December 24, 2010

International Hazardous Waste Inspection Project Report Highlights Advantages of Cooperation

Filed under: 9th Conference, INECE Secretariat, seaports — inece @ 3:56 pm

A report released today by the International Network for Environmental Compliance and Enforcement (INECE) Seaport Environmental Security Network (SESN) confirms the benefits of cross-border collaboration in combating the illegal trade in hazardous waste through seaports.

The report details the results of the INECE SESN International Hazardous Waste Inspection Project, a simultaneous inspection exercise involving environmental, customs, and other enforcement authorities from countries in Africa, the Americas, Asia, and Europe.
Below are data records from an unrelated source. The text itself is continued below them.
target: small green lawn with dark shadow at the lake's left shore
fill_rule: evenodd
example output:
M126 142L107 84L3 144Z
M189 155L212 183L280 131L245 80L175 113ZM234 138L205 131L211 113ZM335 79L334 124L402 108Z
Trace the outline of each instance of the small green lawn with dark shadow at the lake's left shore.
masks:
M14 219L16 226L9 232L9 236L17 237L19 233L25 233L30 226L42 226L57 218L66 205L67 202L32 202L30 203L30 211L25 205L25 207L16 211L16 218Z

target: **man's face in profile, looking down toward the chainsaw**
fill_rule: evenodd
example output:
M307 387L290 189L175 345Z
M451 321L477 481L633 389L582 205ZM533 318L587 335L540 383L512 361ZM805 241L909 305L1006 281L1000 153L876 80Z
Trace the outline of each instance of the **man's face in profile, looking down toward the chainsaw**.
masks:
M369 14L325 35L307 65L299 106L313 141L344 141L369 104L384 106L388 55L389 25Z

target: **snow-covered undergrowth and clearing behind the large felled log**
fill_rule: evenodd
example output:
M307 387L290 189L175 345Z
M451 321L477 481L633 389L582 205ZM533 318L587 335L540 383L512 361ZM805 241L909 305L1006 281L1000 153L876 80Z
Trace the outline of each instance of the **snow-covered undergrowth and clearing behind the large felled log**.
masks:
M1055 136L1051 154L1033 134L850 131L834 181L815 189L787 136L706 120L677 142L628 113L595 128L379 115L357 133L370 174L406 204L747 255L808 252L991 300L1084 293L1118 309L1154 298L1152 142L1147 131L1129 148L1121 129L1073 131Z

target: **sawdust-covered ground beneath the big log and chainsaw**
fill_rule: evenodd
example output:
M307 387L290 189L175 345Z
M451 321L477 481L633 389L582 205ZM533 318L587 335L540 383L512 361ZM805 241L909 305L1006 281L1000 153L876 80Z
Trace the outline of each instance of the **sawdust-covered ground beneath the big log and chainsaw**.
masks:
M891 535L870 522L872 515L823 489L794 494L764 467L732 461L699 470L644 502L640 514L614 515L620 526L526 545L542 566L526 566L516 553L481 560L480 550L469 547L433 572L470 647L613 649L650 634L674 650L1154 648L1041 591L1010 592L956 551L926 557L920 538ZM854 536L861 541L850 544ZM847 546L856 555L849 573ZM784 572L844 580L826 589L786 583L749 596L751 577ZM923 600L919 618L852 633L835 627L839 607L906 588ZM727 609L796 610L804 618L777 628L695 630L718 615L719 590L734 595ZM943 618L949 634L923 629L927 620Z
Participating countries undertook coordinated environmental inspections at their seaports during June and July 2010 and reported their results.

The Inspection Project results indicate that compliance with international treaty provisions regarding international hazardous waste movement remains a challenge. Substantial domestic and international efforts will be needed to counteract negative social, environmental, and economic impacts that arise from illegal waste trafficking. Of the 74 total targeted inspections conducted during the inspection project, 53% discovered non-compliance with applicable rules and regulations.

The results of the Project also highlight the crucial importance of effective communication channels at the international, regional, and national levels for detection of illegal trade in hazardous waste. During the Project, participants exchanged information using a variety of methods including informal contacts made possible through the SESN.

“Stopping illegal hazardous waste trade across borders requires the kind of cooperation INECE excels in,” said Durwood Zaelke, Director of the INECE Secretariat. “The INECE ports project shows what a well-coordinated network can accomplish.”

Recommendations that emerged from the Inspection Project include facilitating future opportunities through enforcement cooperation through  international inspection projects; providing capacity building for relevant authorities at seaports; communicating INECE’s environmental compliance and enforcement expertise to countries working to shape more effective domestic programs; and continuing to build partnerships that promote cooperation and collaboration at seaports.

The SESN participants will continue to collaborate in the future to detect and deter illegal shipments of hazardous waste through seaports.

The Inspection Project was supported by the Secretariat of the Basel Convention on the Control of Transboundary Movements of Hazardous Wastes and their Disposal and by IMPEL, a network of representatives from authorities of the European Union Member States involved in the inspection and enforcement of transfrontier shipments of waste and other environmental laws.